In the Moment

‘The photographic process is 90% hard work and 10% luck.’ Frank Stallings, High School Photography Teacher
Photography was my first love. There I was, about 12 or 13, leafing through my mother’s books on obscure black and white photography. The images were of landscapes, nudes, capsicum and various mundane scenes. Yet, in black and white they were beautiful, mysterious and life affirming. Having inexplicably lost all my friends at 13, like some girls do, I dove headfirst into photography. My mother used her frequent flyer miles to get me a subscription to W Magazine, where every month I’d trawl through the pages and tear out interesting spreads, which I’d then tack onto my bedroom wall. I studied the worked of fashion photographers like Inez and Vinoodh and Helmut Newton. When she got me a subscription to Entertainment Weekly, I went absolutely nuts. The portraits of movie stars taken by the likes of Mark Seliger and Herb Ritts blew my mind. These actors were supposed to be showing themselves as they were, yet they were still somehow acting in front of the camera (an early warning that actors must never be trusted). This profession of becoming someone else at the click of a mechanism was amazing to me. To transform and have a fleeting totemic glance be captured, made me believe in magic. Though, as much as Annie Leibovitz wanted me to believe in her fantasies, I was never enticed. After a while her spreads became monotonous and the subjects seemed to be keenly aware of who they were posing for, so never got fully into character. The epitome of funkiness were the Got Milk? ads, that I collected and tacked up religiously. Such simple, noble portraits, that with the addition of a foamy white mustache became something else entirely.

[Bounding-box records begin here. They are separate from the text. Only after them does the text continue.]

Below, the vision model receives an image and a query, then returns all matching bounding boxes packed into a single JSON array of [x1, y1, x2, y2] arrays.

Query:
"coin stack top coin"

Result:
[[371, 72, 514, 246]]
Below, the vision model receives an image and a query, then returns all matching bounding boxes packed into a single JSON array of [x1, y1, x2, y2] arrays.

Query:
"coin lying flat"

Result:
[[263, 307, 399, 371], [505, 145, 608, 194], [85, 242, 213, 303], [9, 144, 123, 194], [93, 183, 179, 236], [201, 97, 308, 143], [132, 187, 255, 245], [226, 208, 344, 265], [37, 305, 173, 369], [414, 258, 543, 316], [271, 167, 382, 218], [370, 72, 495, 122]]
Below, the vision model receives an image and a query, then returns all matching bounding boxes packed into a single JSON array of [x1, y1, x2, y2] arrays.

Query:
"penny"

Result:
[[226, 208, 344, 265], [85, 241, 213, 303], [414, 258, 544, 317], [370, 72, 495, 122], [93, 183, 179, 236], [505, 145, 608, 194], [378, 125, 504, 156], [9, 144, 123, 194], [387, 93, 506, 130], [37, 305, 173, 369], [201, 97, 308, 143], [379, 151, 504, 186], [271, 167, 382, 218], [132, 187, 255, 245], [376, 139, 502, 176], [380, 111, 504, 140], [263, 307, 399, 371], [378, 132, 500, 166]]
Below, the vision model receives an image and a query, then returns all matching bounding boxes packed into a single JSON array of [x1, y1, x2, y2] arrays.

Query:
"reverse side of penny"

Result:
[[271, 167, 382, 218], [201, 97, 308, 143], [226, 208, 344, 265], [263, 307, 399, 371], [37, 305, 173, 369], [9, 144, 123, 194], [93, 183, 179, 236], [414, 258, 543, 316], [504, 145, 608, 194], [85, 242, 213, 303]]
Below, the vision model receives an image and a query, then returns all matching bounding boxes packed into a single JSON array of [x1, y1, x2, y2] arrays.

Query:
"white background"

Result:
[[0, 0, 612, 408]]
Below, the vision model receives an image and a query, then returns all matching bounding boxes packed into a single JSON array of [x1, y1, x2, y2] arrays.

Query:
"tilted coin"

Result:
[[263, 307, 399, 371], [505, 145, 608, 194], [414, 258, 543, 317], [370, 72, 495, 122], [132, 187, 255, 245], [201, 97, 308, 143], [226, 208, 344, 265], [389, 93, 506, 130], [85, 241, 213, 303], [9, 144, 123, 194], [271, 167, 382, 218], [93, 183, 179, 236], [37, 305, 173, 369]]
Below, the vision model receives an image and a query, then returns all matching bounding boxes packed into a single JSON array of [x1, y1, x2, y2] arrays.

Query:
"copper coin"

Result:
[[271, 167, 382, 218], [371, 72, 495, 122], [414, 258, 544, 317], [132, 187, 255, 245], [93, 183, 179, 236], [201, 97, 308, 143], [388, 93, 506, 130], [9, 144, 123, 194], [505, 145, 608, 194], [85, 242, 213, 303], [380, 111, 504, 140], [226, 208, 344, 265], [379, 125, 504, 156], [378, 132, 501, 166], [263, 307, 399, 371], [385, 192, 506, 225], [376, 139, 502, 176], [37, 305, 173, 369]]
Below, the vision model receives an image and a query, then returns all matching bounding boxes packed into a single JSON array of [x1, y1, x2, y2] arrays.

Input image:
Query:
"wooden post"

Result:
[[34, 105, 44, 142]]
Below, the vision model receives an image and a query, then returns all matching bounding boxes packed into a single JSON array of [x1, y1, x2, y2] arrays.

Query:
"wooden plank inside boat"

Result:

There is a moment, a decisive moment, when the shutter must be clicked to capture the perfect visual story. A story that will transcend time with its profound meaning. No, other photographer has been capable of this feat quite like Henri-Cartier Bresson, my favourite photographer since adolescence. His ability to capture people as they are, doing what they do, with grace, wit and precision is akin to a novelist writing a scene. The black and white scenarios of his images magically come to technicolour life when you spot the glint in a subjects eye, or the congruency between an object and it’s mise-en-scene. His images are of life in it’s many shades of tragedy, hope, sadness and glee. I do not understand it, I’ve never been able to replicate it, but as a lover of film composition, Bresson’s moments caught in light and time, are nothing more than the rolling scenes of a film. Moments, in days of our lives as meandering beings.
When we look back at our lives, at events that came to mark us, there is a decisive moment we recall. That split second when we could have gone left instead of right, said yes instead of no, and changed the course of our existence. In looking back, I do not regret. I think: I saw, I lived and I believed. Charles de Gaulle once said to Bresson: ‘you have seen because you have believed,’ a statement I could not agree with more. Above my bed I have two framed images taken by Magnum photographers. On the right is Portofino, Italy, 1936 by Herbert List, an image of a Dalmatian looking up, as he sits next to his owner whose feet and legs are visible. On the left is an image of a spiral staircase, at the base of which a cyclist goes spinning by; Hyères, France, 1932 by Henri-Cartier Bresson. Besides honouring my great loves—photography, Mookie and cycling—these images are there to remind me of the spontaneity of life. How wonderful things happen when we least expect them. That to be alive, is to live in the moment.